From Your Health Journal…..”I visit the Metro West Daily News on a regular basis, as it is one of those local papers that frequently has some great health stories. Please visit their web site (link below) to view many great articles, including the one being reviewed here today. Yesterday, I discussed how childhood obesity is declining in some demographics, but not a reason to jump for joy yet, as it is improvements in isolated areas of the United States. In today’s article, it asks a question I brought up yesterday about what caused some areas of the US to have a decline in childhood obesity – what EXACTLY did those areas do to have success. In the town of Northborough, they have had some success lowing the BMI scores of many students. A child’s BMI (Body Mass Index) is determined by age, gender, height and weight. An age and gender percentile categorizes children’s BMI as underweight, healthy, overweight or obese. This is a town trying to make a difference, and should be commended for their hard work helping children lead healthier lifestyles. To find out more about their success, please visit the Metro West Daily News site to read the complete article. Happy new year everyone!”
From the article…..
National efforts are being made to reduce the prevalence of childhood obesity, but little data is available to guide towns on what works and what doesn’t.
Northborough, however, has become a regional model for fostering healthier generations, and now several cities and towns are following suit in hopes of achieving similar results.
Since its “Building A Healthier Northborough” initiative began in 2009, there has been a substantial decline in the town’s percentage of overweight and obese youths in grades one, four, seven and 10, according to body-mass-index (BMI) data submitted to the Massachusetts Department of Public Health (DPH).
A child’s BMI is determined by age, gender, height and weight. An age and gender percentile categorizes children’s BMI as underweight, healthy, overweight or obese.
BMI for age percentiles greater than or equal to the 85th percentile but less than the 95th percentile are considered overweight.

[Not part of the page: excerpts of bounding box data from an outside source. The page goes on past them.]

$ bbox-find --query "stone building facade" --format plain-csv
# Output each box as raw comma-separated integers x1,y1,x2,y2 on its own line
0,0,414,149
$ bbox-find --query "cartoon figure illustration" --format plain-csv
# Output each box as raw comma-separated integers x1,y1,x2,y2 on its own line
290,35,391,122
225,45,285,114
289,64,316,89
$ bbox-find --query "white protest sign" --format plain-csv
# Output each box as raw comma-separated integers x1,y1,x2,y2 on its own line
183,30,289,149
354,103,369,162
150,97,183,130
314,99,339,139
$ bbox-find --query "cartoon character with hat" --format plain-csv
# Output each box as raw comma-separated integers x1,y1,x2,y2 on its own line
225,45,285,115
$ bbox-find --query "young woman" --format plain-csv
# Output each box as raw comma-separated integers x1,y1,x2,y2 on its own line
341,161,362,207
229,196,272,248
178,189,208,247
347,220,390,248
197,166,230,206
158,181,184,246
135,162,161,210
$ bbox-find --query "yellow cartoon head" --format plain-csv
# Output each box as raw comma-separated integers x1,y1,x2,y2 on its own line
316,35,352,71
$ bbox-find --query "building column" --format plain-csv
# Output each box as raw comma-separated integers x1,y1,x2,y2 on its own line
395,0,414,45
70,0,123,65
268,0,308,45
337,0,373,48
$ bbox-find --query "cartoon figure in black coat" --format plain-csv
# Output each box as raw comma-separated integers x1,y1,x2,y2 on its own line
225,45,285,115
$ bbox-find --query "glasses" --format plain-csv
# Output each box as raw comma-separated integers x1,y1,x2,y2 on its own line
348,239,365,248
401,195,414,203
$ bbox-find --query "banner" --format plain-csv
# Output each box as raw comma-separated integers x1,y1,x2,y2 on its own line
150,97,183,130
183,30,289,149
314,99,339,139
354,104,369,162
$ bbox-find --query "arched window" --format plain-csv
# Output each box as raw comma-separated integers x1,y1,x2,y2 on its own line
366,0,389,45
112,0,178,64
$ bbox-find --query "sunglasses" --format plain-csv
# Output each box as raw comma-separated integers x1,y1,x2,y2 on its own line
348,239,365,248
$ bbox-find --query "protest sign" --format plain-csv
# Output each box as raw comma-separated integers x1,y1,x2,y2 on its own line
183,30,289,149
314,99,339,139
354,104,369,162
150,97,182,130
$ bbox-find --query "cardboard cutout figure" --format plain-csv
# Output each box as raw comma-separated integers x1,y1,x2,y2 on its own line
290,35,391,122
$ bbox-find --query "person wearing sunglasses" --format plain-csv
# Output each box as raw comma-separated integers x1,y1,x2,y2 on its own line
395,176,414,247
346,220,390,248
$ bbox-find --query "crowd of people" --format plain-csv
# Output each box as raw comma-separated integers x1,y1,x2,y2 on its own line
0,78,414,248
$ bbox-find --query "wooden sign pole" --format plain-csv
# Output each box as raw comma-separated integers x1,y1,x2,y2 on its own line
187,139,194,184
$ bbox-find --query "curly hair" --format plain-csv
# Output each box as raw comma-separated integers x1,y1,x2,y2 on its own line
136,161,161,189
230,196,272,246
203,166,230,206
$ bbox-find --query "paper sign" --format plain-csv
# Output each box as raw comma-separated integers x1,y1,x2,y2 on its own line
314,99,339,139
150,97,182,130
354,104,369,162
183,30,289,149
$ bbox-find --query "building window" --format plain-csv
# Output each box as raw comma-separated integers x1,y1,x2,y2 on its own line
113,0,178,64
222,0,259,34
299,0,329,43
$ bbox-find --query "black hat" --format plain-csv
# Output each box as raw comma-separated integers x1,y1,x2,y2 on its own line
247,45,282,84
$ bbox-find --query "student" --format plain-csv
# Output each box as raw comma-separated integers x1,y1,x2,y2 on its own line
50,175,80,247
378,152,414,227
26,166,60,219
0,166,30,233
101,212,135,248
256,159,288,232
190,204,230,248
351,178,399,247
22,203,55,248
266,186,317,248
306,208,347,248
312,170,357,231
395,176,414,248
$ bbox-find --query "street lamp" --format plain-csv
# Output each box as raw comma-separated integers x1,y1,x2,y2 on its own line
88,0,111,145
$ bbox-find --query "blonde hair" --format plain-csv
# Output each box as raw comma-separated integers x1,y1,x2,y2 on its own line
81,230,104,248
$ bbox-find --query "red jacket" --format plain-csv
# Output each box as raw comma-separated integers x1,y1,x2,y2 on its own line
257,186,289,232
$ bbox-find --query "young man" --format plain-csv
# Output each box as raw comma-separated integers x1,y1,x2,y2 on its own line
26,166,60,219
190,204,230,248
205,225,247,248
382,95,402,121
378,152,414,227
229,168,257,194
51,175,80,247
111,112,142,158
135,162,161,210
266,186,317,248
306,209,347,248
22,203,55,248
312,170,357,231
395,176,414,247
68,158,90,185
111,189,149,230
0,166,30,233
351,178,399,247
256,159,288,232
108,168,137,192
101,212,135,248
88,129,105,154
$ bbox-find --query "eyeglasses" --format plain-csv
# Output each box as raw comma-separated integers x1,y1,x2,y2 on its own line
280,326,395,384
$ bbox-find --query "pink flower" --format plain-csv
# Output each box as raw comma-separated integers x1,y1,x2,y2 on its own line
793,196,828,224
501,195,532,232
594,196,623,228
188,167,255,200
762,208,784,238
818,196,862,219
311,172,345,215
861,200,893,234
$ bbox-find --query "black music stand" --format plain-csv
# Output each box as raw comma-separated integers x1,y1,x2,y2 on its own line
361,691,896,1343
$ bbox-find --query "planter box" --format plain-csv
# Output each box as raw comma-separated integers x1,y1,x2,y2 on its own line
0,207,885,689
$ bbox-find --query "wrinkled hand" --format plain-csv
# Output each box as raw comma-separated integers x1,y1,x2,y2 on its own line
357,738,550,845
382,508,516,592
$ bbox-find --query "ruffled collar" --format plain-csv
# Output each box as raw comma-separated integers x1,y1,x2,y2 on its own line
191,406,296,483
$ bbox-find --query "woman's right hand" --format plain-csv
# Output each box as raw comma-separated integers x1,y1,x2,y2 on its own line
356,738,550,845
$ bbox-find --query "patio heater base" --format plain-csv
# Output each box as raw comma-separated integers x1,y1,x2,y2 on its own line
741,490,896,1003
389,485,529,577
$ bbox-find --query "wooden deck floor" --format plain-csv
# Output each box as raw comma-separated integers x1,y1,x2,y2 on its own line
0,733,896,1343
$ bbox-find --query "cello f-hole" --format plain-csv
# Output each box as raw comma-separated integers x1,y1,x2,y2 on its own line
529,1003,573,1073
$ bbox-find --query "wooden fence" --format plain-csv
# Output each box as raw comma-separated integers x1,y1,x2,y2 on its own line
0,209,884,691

When a child’s BMI for age percentile is equal to or greater than the 95th percentile, the child is considered obese.
Northborough saw a 20-percent decrease in the percentage of overweight and obese youths in surveyed grades between 2009 and 2011, according to the DPH’s 2011 report of the Status of Childhood Weight in Massachusetts.
Northborough Program Coordinator Tamara Calise, of the JSI Research and Training Institute, said a small work group comprised of members from a number of town departments made it possible to coordinate anti-obesity efforts.
The town planner created bylaws to promote more walking around Northborough and members of Youth and Family Services used their connections with the schools to move recess times and create guidelines that ask teachers not to give out candy as a reward or hold a child out of recess as punishment for bad behavior, Calise said.
Calise has now taken on the role of project coordinator for the MetroWest Moves partnership, which was started earlier this year and includes Framingham, Hudson and Marlborough. The latter two communities have some of the highest percentages of overweight and obese youth in the region.